September 2, NUR-SULTAN - The National Museum hosted a unique exhibition called ‘Arba’ created by the art group TAMYR based in Shymkent. The event was attended by students, art enthusiasts from Nur-Sultan, diplomats, and most importantly - the creators of the works.

TAMYR, meaning ‘roots’ and ‘friends’, perfectly describes the collective of famous artists who have been collaborating for over 40 years.

QazMonitor reporters attended the event to witness how eleven artists from Kazakhstan, Kyrgyzstan, and Russia explored their cultural heritage. The exhibition will run during the whole month of September.

About TAMYR and ARBA

Art historian and researcher at the National Museum Zhazira Zhakibayeva shared this was only the second time the National Museum was hosting the TAMYR exhibition.

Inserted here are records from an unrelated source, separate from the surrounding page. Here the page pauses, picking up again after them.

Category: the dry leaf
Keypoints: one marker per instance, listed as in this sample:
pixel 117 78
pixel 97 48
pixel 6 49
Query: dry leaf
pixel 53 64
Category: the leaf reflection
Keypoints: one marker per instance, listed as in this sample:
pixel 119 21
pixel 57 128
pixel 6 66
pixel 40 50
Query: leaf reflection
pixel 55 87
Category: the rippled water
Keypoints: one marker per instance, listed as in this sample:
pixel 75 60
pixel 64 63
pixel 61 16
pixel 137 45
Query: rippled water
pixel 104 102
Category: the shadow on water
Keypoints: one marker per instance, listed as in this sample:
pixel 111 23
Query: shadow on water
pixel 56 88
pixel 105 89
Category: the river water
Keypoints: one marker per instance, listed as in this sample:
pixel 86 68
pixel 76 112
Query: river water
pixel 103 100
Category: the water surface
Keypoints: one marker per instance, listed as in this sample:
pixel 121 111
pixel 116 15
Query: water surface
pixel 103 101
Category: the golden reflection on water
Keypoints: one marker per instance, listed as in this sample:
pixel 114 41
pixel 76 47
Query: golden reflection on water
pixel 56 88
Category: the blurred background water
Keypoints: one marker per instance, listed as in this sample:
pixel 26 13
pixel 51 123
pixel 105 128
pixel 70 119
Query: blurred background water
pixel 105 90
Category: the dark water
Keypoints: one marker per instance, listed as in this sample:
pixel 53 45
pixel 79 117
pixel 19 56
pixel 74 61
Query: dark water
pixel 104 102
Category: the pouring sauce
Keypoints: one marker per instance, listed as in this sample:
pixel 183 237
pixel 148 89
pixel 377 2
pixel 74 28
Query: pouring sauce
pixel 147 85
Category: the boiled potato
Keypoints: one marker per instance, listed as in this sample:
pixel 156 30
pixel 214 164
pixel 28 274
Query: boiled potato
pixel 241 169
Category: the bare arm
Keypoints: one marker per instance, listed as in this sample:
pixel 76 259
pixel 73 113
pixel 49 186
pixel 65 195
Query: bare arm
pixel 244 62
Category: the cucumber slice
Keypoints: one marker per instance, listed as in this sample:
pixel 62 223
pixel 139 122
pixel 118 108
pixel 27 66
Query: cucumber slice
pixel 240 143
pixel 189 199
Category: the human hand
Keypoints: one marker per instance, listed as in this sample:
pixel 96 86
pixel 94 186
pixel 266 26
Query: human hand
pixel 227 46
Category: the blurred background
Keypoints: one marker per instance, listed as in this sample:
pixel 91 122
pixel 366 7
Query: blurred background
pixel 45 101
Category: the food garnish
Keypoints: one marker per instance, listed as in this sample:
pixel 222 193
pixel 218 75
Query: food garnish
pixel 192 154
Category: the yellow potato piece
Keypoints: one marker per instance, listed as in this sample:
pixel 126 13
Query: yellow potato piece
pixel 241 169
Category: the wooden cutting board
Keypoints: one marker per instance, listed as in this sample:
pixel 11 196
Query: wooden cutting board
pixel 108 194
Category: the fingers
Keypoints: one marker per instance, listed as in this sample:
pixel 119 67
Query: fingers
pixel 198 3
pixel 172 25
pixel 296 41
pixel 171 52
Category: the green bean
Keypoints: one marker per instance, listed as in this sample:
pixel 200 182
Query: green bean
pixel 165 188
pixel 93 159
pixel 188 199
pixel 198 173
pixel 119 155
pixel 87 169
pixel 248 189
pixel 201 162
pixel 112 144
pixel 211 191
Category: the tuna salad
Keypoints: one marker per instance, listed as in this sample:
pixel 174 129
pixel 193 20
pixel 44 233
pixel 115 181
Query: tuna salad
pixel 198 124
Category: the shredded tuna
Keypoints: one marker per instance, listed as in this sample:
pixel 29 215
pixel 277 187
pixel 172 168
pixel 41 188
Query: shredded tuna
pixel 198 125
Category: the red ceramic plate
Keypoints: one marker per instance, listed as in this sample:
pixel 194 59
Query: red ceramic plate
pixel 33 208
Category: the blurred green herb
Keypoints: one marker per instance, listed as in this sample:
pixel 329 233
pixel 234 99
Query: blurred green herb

The first event in 2021 was of great interest for visitors, guests, and citizens of the capital. And today was the first time we organized a round table discussion (for this exhibition) on the current achievements of the art group and questions or issues related to the modern visual art of Kazakhstan.

Zhazira Zhakibayev, art historian and researcher at the National Museum

According to Zhakibayeva, the selection process for the Arba exhibition was strict. The concept, themes, exposition, and even the size of the exhibit hall were taken into account.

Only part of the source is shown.